Bonjour, mon cher petit bougon, bonjour, mon ravissant petit grognon, bonjour, je ne rirai plus jamais avec vous, tu te fâches. Mâtin de chien, il ne fait pas bon vous mettre des A en forme de pota sur le nez. Eh ! bien on ne vous en mettra plus, tiens ce sera bien fait, attrapéa ! En attendant, je regarde passer les dessins et les coromandels [1] avec une mélancolique résignation. Un jour viendra peut-être où j’en aurai plus que vous et où je vous dirai pour tout [COPIN  ?] : CHACUN GARDE QU’EST-CE QU’IL A. Maxime généreuse et peu appauvrissante. Ce sera votre tour de regarder piteusement dans la rivière les petits bateaux qui vont sur l’eau, pendant que je passerai triomphante devant les bric-à-brac des quais.
Malheureusement je n’en suis pas encore là. Dans ce moment-ci je suis en proie à la colique la plus atroce qui ait jamais gargouillé dans un ventre de Juju.

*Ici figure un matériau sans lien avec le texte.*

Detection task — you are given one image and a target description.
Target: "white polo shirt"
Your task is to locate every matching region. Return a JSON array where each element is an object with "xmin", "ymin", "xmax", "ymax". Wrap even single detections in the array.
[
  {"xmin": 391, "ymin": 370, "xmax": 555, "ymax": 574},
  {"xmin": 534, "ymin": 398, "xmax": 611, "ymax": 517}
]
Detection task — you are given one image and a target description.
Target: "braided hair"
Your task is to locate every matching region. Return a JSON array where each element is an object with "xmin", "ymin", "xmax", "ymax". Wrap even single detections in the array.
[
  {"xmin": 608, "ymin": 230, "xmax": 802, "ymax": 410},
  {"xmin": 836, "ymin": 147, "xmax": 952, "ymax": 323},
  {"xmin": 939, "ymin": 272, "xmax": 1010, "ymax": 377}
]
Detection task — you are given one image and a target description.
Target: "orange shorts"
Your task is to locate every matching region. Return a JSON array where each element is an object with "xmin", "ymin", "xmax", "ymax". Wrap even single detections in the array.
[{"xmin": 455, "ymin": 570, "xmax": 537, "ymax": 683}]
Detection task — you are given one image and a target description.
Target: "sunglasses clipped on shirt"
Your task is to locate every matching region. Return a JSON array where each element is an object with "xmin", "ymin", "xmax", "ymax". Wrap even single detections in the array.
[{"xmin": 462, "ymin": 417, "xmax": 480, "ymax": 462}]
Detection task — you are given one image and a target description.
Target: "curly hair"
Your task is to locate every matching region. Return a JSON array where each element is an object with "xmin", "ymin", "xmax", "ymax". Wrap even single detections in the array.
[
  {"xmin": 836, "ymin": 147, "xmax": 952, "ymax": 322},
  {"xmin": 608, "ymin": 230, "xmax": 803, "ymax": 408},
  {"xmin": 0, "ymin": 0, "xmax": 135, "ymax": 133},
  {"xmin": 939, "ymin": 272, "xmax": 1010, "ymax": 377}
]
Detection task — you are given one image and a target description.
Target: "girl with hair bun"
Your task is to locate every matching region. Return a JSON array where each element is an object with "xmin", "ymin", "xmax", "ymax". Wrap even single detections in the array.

Je n’ai pas dormi de la nuit, aussi ce matin je ferais peur au diable tant je suis hideuse. Je souffre, je souffre, je souffre. Je m’interrompsb à chaque instant pour laisser passer des bouffées de douleur qui me coupent la respiration. Je suis une vieille patatraque et vous avez bien raison de ne me rien donner. Voime, voime, je vous approuve. Tâchez cependant de venir de bonne heure tantôt si vous ne voulez pas que je crève à la peine. Je sens que votre présence m’est plus nécessaire que jamais et qu’il n’y a qu’elle qui puisse me guérir de tous mes maux. C’est bien bien vrai mon cher petit bien-aimé, ta douce vue c’est la santé, la vie, la joie et le bonheur.

Juliette

MVH, α 9002
Transcription de Nicole Savy

a) « attrappé ».
b) « Je m’interrompts ».


17 septembre [1847], vendredi, midi ½

Je ne sais plus par quel bout me plaindre, mon Toto, car je souffre de tous les côtés à la fois. Je sais bien que c’est l’époque de souffrir mais je trouve que cette fois la dose est doublée. Je t’attends avec la confiance qu’aussitôt que tu seras là je ne souffrirai plus. Dépêche-toi donc de venir, mon cher petit homme, pour que je sois guérie tout de suite. Il me semble qu’en te disant cela tu m’entends et je crois que cela me soulage.
Ton petit Toto va toujours de mieux en mieux ? Vous voilà tous tranquilles de ce côté-là. Maintenant c’est l’affaire des côtelettesa, des filets de bœuf et autres poulets du même genre, et qui ne lui manqueront pas, Dieu merci. Je voudrais être aussi sûre de vous avoir, je ne serais pas aussi impatiente et aussi découragée que je le suis parfois en vous attendant. Jour Toto, jour mon cher petit O, je vous aime mais je suis bien blaireuse. Dans ce moment-ci je suis un peu plus stupide que d’habitude. Il me semble que ma pauvre cervelle est descendue dans mes talons. Je ne sais plus ce que je dis, ce que je fais. Ma tête et mon cœur tournentb et sont inverses. Je t’aime et je ne trouve pas les mots pour te le dire. À la place d’une expression d’amour j’écris un geignement douloureux. Je veux dire je t’aime et ma plume griffouille je souffre. Cette cacophonie m’agace au dernier point et je me suis insupportable à moi-même. Hâte-toi de venir me tirer de là mon Victor adoré tu me rendras bien service.

Juliette

MVH, α 9003
Transcription de Nicole Savy

a) « côtellettes ».
b) « tourne ».

Notes

[1Allusion aux laques chinoises de Coromandel.